Behavioral therapy, like ABA, focuses on changing problem behaviors and encouraging appropriate behaviors. It can be especially helpful in addressing repetitive or stereotyped behaviors.

5. Educational support

Children with regressive autism can benefit from a structured and supportive educational environment. Specialized schools and educational programs can be tailored to each child’s individual needs.

6. Emotional and psychological support

We must not overlook emotional support for both children and their families. Understanding the diagnosis and managing stress are important aspects of emotional support.

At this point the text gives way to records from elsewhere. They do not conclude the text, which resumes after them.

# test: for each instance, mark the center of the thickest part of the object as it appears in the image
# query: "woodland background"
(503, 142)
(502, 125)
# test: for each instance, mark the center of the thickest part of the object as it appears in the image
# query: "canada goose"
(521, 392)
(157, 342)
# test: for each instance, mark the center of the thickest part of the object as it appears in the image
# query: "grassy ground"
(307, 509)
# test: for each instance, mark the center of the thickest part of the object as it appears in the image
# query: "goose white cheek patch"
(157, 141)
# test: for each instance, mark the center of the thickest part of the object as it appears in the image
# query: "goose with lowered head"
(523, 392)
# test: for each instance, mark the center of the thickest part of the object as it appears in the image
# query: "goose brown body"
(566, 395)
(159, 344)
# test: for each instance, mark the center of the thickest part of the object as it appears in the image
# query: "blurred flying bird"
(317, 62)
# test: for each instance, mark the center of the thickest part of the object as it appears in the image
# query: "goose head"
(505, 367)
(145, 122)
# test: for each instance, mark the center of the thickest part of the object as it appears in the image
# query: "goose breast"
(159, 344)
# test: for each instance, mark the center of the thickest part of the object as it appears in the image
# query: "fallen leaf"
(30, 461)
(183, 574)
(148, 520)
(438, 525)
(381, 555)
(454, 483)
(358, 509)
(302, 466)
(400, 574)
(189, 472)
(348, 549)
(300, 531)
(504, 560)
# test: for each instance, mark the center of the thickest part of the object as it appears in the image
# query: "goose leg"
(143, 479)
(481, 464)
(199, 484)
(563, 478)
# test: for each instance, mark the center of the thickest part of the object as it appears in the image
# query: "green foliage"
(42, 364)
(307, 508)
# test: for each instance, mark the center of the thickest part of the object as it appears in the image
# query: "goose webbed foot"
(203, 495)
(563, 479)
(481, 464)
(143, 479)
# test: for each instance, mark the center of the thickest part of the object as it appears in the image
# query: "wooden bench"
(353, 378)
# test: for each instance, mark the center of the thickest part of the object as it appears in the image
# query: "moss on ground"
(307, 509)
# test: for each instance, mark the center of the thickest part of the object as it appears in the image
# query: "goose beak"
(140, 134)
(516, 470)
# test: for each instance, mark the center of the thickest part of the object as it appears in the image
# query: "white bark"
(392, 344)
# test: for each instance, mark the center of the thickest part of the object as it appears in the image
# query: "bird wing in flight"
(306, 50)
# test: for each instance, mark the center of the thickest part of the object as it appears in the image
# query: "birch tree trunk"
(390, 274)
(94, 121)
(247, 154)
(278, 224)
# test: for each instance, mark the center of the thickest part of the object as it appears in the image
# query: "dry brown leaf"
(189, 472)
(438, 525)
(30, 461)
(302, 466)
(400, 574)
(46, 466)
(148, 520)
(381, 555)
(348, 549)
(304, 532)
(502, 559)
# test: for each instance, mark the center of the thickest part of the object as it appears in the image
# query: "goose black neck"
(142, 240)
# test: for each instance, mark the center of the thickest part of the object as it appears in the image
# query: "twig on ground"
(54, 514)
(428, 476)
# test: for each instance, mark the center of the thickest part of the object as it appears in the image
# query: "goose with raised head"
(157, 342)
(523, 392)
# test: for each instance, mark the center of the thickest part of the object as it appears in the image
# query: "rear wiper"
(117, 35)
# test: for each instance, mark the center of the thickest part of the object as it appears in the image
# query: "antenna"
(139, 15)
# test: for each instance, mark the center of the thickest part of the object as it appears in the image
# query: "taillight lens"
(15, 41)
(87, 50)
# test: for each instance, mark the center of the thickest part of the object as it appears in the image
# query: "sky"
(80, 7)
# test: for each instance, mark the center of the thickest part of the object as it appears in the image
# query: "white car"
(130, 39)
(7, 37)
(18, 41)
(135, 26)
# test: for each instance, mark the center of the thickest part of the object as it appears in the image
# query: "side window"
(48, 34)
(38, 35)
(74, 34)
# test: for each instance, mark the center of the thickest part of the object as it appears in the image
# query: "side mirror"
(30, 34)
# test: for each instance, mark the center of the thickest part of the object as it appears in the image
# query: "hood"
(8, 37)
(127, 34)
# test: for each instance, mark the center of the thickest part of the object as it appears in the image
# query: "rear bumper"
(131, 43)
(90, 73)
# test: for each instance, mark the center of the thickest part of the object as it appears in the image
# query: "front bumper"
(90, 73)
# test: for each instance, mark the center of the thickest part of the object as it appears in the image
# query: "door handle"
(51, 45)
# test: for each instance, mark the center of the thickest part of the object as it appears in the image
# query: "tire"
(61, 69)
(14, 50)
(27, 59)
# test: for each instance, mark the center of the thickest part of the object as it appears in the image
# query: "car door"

In conclusion, regressive autism represents an enigmatic challenge in the world of autism spectrum disorder (ASD). This unique variant is characterized by the loss of previously acquired skills in children who had experienced typical development in their first years of life. Although the precise causes of regressive autism are still the subject of research, it is clear that early detection and intervention are crucial.

For families facing this condition, there are treatment and support options that can make a significant difference in the quality of life of their loved ones. Specialized therapies, tailored educational programs, and a personalized approach are powerful tools on this journey.

It is important to note that each individual with regressive autism is unique, and their potential is immense. Awareness, understanding and ongoing support are essential to foster the wellbeing and development of those living with this condition. As we advance the research and understanding of regressive autism, we can offer hope and opportunities to families and those facing this challenge.